SQL Call Stored Procedure for each Row without using a cursor This solution seems to be the closest to what I need to do, in that it can handle arbitrary numbers of operations on each row, but there doesn’t seem to be a consensus among that group.
Any advice how to tackle this frustrating problem?
Notes
I am using SQL Server 2008
The schema setup is as follows:
Totals: (id int pk, totals_date date, store_id int fk, machine_id int fk, total_in, total_out)
Transactions: (transaction_id int pk, transaction_date datetime, store_id int fk, machine_id int fk, transaction_type (IN or OUT), transaction_amount decimal)

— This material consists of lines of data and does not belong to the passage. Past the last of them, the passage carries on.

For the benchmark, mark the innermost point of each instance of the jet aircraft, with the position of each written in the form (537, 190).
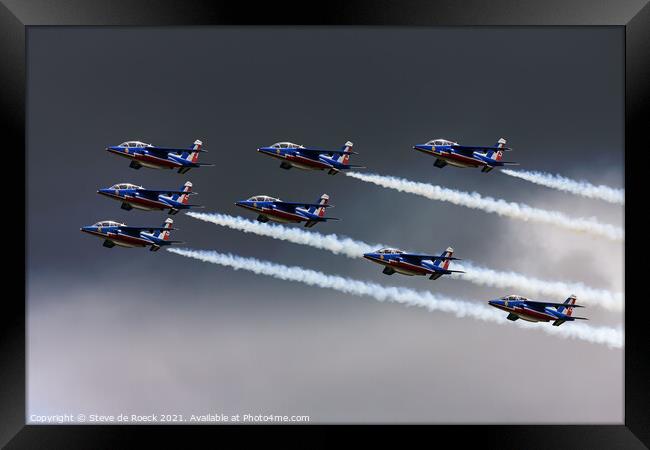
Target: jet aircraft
(295, 155)
(519, 307)
(133, 196)
(399, 261)
(116, 233)
(142, 154)
(448, 152)
(276, 210)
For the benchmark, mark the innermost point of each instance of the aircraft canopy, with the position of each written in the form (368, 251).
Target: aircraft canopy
(126, 186)
(108, 223)
(263, 198)
(389, 250)
(135, 144)
(286, 145)
(441, 142)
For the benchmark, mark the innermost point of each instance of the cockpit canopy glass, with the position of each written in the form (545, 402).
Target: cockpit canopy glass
(108, 223)
(286, 145)
(125, 186)
(440, 142)
(389, 250)
(135, 144)
(263, 198)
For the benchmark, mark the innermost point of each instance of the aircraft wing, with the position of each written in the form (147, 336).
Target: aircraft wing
(315, 151)
(465, 150)
(421, 256)
(174, 150)
(296, 204)
(552, 304)
(152, 192)
(138, 229)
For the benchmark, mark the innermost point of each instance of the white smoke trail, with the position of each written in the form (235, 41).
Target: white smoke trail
(339, 245)
(581, 188)
(609, 336)
(497, 206)
(342, 245)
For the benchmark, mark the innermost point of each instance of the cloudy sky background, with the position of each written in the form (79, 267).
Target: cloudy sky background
(118, 330)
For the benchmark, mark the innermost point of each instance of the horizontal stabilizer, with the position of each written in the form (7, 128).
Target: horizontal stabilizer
(317, 205)
(425, 256)
(440, 163)
(145, 228)
(316, 151)
(552, 304)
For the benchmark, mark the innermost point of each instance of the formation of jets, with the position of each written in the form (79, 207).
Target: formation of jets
(115, 233)
(519, 307)
(132, 196)
(399, 261)
(142, 154)
(448, 152)
(276, 210)
(295, 155)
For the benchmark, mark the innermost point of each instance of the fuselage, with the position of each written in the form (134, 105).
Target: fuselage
(401, 265)
(278, 213)
(451, 157)
(148, 158)
(313, 160)
(113, 234)
(139, 201)
(528, 312)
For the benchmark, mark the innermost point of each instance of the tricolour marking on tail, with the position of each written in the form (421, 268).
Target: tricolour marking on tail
(193, 154)
(569, 309)
(320, 211)
(164, 234)
(344, 158)
(497, 155)
(444, 263)
(183, 198)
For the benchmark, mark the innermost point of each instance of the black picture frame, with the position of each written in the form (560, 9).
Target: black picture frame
(634, 16)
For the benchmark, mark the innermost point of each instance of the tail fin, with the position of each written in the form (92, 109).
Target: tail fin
(193, 154)
(569, 309)
(187, 187)
(498, 154)
(320, 211)
(444, 263)
(344, 157)
(164, 234)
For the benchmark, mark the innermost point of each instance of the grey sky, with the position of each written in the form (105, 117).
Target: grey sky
(127, 330)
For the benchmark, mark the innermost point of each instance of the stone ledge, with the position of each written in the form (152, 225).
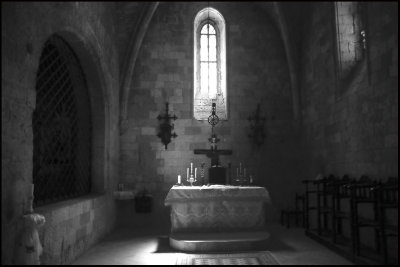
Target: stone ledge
(218, 242)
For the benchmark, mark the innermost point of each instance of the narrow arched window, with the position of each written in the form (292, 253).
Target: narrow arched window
(61, 126)
(351, 36)
(209, 64)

The totals should be computed by store, by machine, and by date, and should total all of the IN transactions into total_in and the OUT transactions into total_out. The goal is to get a pseudo data cube going.
Advertisement
Answer
You would do this in two set-based statements:
BEGIN TRANSACTION; DECLARE @keys TABLE(some_key INT); UPDATE tot SET totals += tx.amount OUTPUT inserted.some_key -- key values updated INTO @keys FROM dbo.totals_table AS tot WITH (UPDLOCK, HOLDLOCK) INNER JOIN ( SELECT t.some_key, amount = SUM(amount) FROM dbo.transactions_table AS t WITH (HOLDLOCK) INNER JOIN dbo.totals_table AS tot ON t.some_key = tot.some_key GROUP BY t.some_key ) AS tx ON tot.some_key = tx.some_key; INSERT dbo.totals_table(some_key, amount) OUTPUT inserted.some_key INTO @keys SELECT some_key, SUM(amount) FROM dbo.transactions_table AS tx WHERE NOT EXISTS ( SELECT 1 FROM dbo.totals_table WHERE some_key = tx.some_key ) GROUP BY some_key; DELETE dbo.transactions_table WHERE some_key IN (SELECT some_key FROM @keys); COMMIT TRANSACTION;
(Error handling, applicable isolation level, rollback conditions etc. omitted for brevity.)
You do the update first so you don’t insert new rows and then update them, performing work twice and possibly double counting. You could use output in both cases to a temp table, perhaps, to then archive/delete rows from the tx table.
I’d caution you to not get too excited about MERGE
until they’ve resolved some of these bugs and you have read enough about it to be sure you’re not lulled into any false confidence about how much “better” it is for concurrency and atomicity without additional hints. The race conditions you can work around; the bugs you can’t.
Another alternative, from Nikola’s comment
CREATE VIEW dbo.TotalsView WITH SCHEMABINDING AS SELECT some_key_column(s), SUM(amount), COUNT_BIG(*) FROM dbo.Transaction_Table GROUP BY some_key_column(s); GO CREATE UNIQUE CLUSTERED INDEX some_key ON dbo.TotalsView(some_key_column(s)); GO
Now if you want to write queries that grab the totals, you can reference the view directly or – depending on query and edition – the view may automatically be matched even if you reference the base table.
Note: if you are not on Enterprise Edition, you may have to use the NOEXPAND
hint to take advantage of the pre-aggregated values materialized by the view.